Мелани не сразу поняла, о чем он, но когда поняла, то от возмущения даже порозовела.

— Ты хочешь сказать, ты занимался мной?! Я больше ничего не хочу слышать!

Я…

— Может, и не хочешь, но выслушаешь, — сказал он твердо, беря ее за плечи и почти насильно возвращая к камину.
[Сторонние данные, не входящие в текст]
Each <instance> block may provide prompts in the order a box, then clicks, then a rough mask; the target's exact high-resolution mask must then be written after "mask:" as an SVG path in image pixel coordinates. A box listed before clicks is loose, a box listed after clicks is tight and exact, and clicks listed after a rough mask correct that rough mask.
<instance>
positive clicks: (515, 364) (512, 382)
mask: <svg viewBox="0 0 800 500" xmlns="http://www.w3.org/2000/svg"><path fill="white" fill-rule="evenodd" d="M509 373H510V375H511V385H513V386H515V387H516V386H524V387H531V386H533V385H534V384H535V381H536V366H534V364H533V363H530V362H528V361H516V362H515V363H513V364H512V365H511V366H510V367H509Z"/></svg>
Мелани не могла ему противиться. У нее для этого не осталось ни физических, ни моральных сил. Он мог раздавить ее как муху, и хотя в том, как он держал ее, не было жестокости, сопротивляться она не могла, потому что от одной мысли, что надо будет до него дотронуться, ей становилось дурно. Видимо, Люк прочитал все это в ее глазах, потому что, усадив ее в кресло, сказал:

— Что? Не хочешь пачкать руки о такого типа, как я? Да, не очень-то ты справедлива. Предпочитаешь верить всему плохому, тебе невозможно ничего объяснить.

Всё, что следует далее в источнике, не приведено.